In 1993, I reunited with both children, now adults, familiar strangers, and started learning a few hard truths about adoption, what it had done to me, to them and to all in my world. It has been a bumpy ride. My daughter and I are estranged for the second time in 17 years. My contact with my son, while cordial, is sporadic. I have learned to make my own peace and happiness, one day at a time, and have become, unashamedly, anti-adoption as it is practiced in this society. My stance has nothing to do with the nature of my reunions. It is about what I feel and believe in my deepest heart and a stance arrived at with a lot of thought and research and interaction with other mothers and adult adoptees.
My efforts are now directed to the mothers of my era, the EMS, and the injustices they endured. I don't have to explain or justify my stance to anyone. I didn't come to the place where I am now, in activism, overnight.
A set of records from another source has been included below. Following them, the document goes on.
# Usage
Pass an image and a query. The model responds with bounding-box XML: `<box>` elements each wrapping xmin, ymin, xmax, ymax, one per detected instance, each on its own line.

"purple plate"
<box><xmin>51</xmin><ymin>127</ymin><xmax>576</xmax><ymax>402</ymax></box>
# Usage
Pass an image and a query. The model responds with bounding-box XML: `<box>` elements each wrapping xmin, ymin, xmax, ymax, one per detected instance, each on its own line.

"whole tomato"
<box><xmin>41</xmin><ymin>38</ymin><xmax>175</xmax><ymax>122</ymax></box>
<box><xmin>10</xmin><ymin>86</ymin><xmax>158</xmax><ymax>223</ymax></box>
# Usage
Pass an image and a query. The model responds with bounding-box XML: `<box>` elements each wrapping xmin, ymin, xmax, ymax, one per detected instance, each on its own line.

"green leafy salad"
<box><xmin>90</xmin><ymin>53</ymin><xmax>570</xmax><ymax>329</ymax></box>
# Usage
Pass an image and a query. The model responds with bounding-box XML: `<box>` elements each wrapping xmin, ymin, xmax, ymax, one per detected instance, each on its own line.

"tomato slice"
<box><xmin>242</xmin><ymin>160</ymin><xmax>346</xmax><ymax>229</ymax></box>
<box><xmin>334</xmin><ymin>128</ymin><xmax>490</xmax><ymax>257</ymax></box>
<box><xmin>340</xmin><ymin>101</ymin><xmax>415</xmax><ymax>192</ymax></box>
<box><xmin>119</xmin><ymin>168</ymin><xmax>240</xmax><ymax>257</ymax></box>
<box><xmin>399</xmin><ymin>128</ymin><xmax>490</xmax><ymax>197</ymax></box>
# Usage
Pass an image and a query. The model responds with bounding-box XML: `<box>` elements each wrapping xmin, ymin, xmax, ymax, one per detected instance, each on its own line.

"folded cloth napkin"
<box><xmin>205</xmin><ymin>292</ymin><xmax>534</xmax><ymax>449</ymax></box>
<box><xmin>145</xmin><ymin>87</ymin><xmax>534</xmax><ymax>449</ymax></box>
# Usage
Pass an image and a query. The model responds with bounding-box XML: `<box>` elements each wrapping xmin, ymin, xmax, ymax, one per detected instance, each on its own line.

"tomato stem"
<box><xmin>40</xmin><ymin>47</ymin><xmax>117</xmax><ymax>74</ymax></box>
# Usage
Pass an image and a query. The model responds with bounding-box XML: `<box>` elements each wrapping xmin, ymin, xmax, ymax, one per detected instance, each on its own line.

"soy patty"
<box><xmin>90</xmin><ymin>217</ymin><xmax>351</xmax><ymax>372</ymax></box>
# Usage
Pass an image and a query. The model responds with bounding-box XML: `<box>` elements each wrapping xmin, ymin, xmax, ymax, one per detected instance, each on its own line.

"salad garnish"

It was a long, slow process that began on April 12, 1962 in Charlotte, NC, that night in the rain.
5 comments:
I so completely understand and I support you, every word, 100%. Thanks
I don't know if I can write my story, Robin. I told someone I would, but I have started three times and get occupied somewhere else because it just hurts too much. Bits and pieces are easy. The whole thing hurts like it was yesterday. I admire you for writing this all down.
Forgive me, please, for not reading every word. I just couldn't. I am sorry. I read most of it. I will keep on reading it over the next few days, I promise.
This post is heartbreaking... but you told it beautifully. Thank you for sharing it with us. <>
Robin, so beautifully described, so heartbreaking and tragic, saying so much about the cruelty of adoption that is not just in the 'giving up' but in what we do every day and how we have to live.
Mothers can never 'give away' their babies, those who believe they can are not living reality.
You know the news now about Western Australia and the apology and while some mothers have criticisms of that outcome some of us there will be thinking of you all not just our own mothers.
This post is so very sad, heartbreaking. I think that you write beautifull you tell it like it is, eloquently. I admire your courage, it is very difficult to document the painful road of unwed pregnacy and surrender. Your writings actually give me peace, I know that I am not alone and deserve respect and happiness just as much as the next person.